Friday, August 13, 2010
We're all sitting, waiting, wishing. Not just Jack Johnson.
Wednesday, August 11, 2010
Happiness is playing hide-and-seek in your best friend's basement.
"There's no place like home," I say, and my friend laughs from the other side of the bar where she's sitting in a gigantic bag designed to wrap awkward Christmas presents.
I wait to be found, sighing when I hear the high-pitched scream my friend makes when she's discovered. I know now that no matter what, I'm not IT.
Did I mention we're 20?
Or that being IT is still worse than anything on the planet? That we still play Nose Goes to avoid being chosen?
It doesn't matter how old we are, though, or how many years worth of stock we've put in playing hide-and-seek in the dark with the lights off. Because we're all allowed to be a kid. In fact, if we're smart, we'll turn to childhood a thousand times before our lives end.
The thing about kids that gets me is their contagious happiness.
I sell baby clothes. I've watched hundreds of kids walk into the store, see the Hopscotch painted on the floor, and get all giddy with excitement.

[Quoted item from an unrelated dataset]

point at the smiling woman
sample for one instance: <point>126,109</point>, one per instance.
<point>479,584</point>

They tug and tug at their parents' arms, pointing in case they didn't get the message.
"Watch me," they yell, running over and fighting over whose turn it is to go.

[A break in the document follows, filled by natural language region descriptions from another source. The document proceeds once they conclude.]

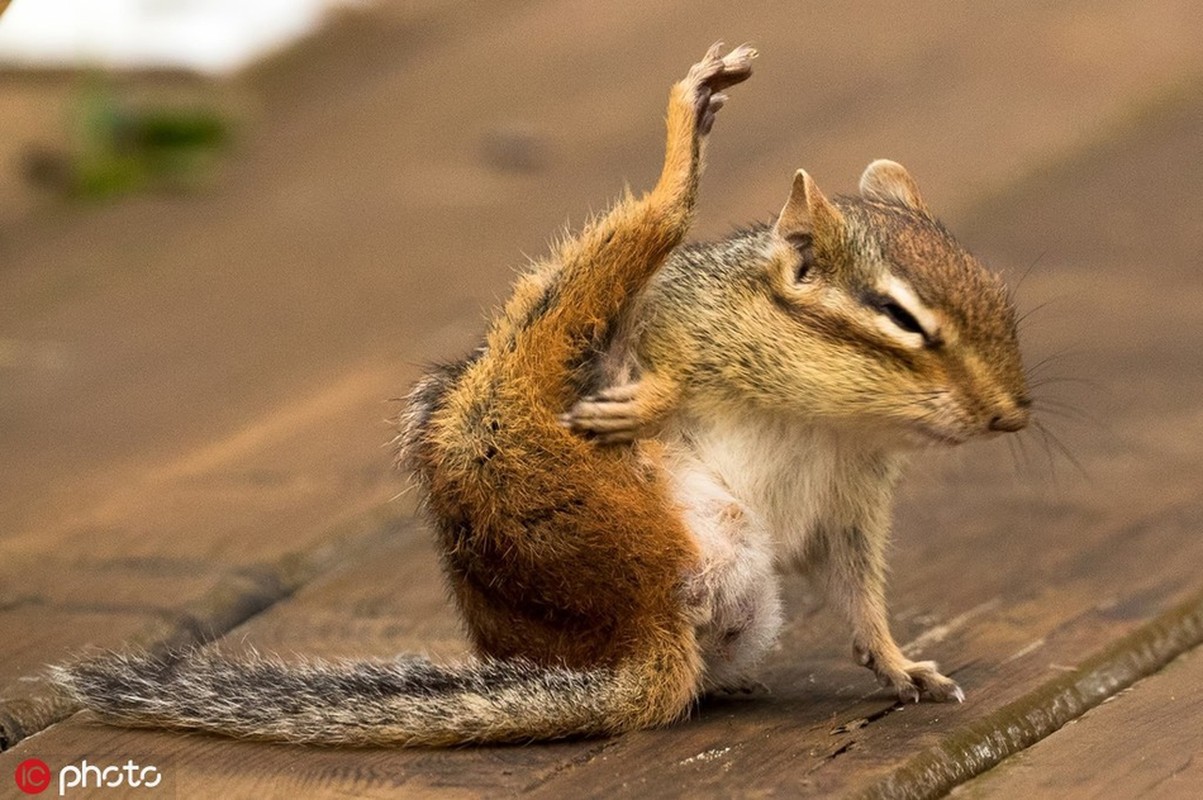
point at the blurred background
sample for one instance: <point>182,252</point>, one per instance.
<point>231,231</point>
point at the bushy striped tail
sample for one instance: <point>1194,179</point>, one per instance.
<point>403,703</point>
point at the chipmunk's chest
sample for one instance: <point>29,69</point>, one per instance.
<point>794,480</point>
<point>754,496</point>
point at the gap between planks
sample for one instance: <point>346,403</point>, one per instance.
<point>238,596</point>
<point>967,752</point>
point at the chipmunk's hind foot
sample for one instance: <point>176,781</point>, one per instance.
<point>711,75</point>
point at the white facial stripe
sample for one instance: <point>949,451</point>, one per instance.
<point>901,292</point>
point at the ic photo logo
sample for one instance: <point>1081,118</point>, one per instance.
<point>34,776</point>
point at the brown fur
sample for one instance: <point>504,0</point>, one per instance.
<point>557,550</point>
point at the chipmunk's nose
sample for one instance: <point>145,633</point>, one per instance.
<point>1011,418</point>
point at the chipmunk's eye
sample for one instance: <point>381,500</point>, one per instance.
<point>902,318</point>
<point>805,246</point>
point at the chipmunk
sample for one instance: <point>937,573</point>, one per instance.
<point>649,433</point>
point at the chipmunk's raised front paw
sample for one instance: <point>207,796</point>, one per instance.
<point>614,415</point>
<point>711,75</point>
<point>912,680</point>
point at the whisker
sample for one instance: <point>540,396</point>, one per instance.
<point>1029,271</point>
<point>1052,439</point>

What I wish for them, and for everyone else in this world, is for that to be enough sometimes. There are so many bad moments, bad situations we find ourselves in, and yet kids are often blissfully unaware.
It's raining, so they splash in the puddles. The ice cream truck is rolling down the street, so they ask for a Rocket Pop. It doesn't matter that the blue and red juice is running down their arm, or that it's not the most nutritionally sound choice for a snack. There will be other moments to care about that. Now is not one of those times.
What if it never had to be one of those times? What if we could all be better at separating work from play, and in the process, feel less guilty about how we want to spend our free time?
As long as we're not hurting anyone else, if we want to go to the water park on a scorching Saturday afternoon, or the drive-thru at one a.m., that should be nobody's problem but our own.
We are never too old to learn from the kids in our lives.
Saturday, August 7, 2010
We're All A Conglomeration of Our Own Secrets.
"Each song is a different confession to a different person."
Sound familiar? Reminds me a little bit of those Myspace days, blogging about people in your life that were important in those Guess Who posts. Each person had a sentence dedicated to them, and people were free to comment.
"Am I number seven? What about three?"
It's times like this that I wish I wrote song lyrics. There are people I would like to talk to, to tell something, but like most of humanity, I keep it inside. And I have more than a few such secrets.
Why do we do that?
PostSecret's a great example of this. Perfect strangers find out that you resent your family, that you flitter between sexual orientations, that you're afraid of love, but your own friends are in the dark.
Maybe we're afraid that the people who know us most won't accept us if we're not the person they think we are. But we can't know that for sure. We can't.
If we're going to make some grand assumption, why not make it something to hope for? Probably, it'd be so much better to think that it can't go wrong. Because here's the kicker. Here's something I've learned from my family:
The people who love you, who truly care, won't turn their backs on you when you tell them.
For all you know, they already know. Or they're going through something just as bad. Or they've been there before, and they can help you. There's a reason there are so many people out there writing memoirs and personal essays and giving speeches. They've been there before, that indefinable Somewhere, and they want you to know that You're Not Alone.
We're all a conglomeration of our own secrets, our own confessions, so we better start owning up to them.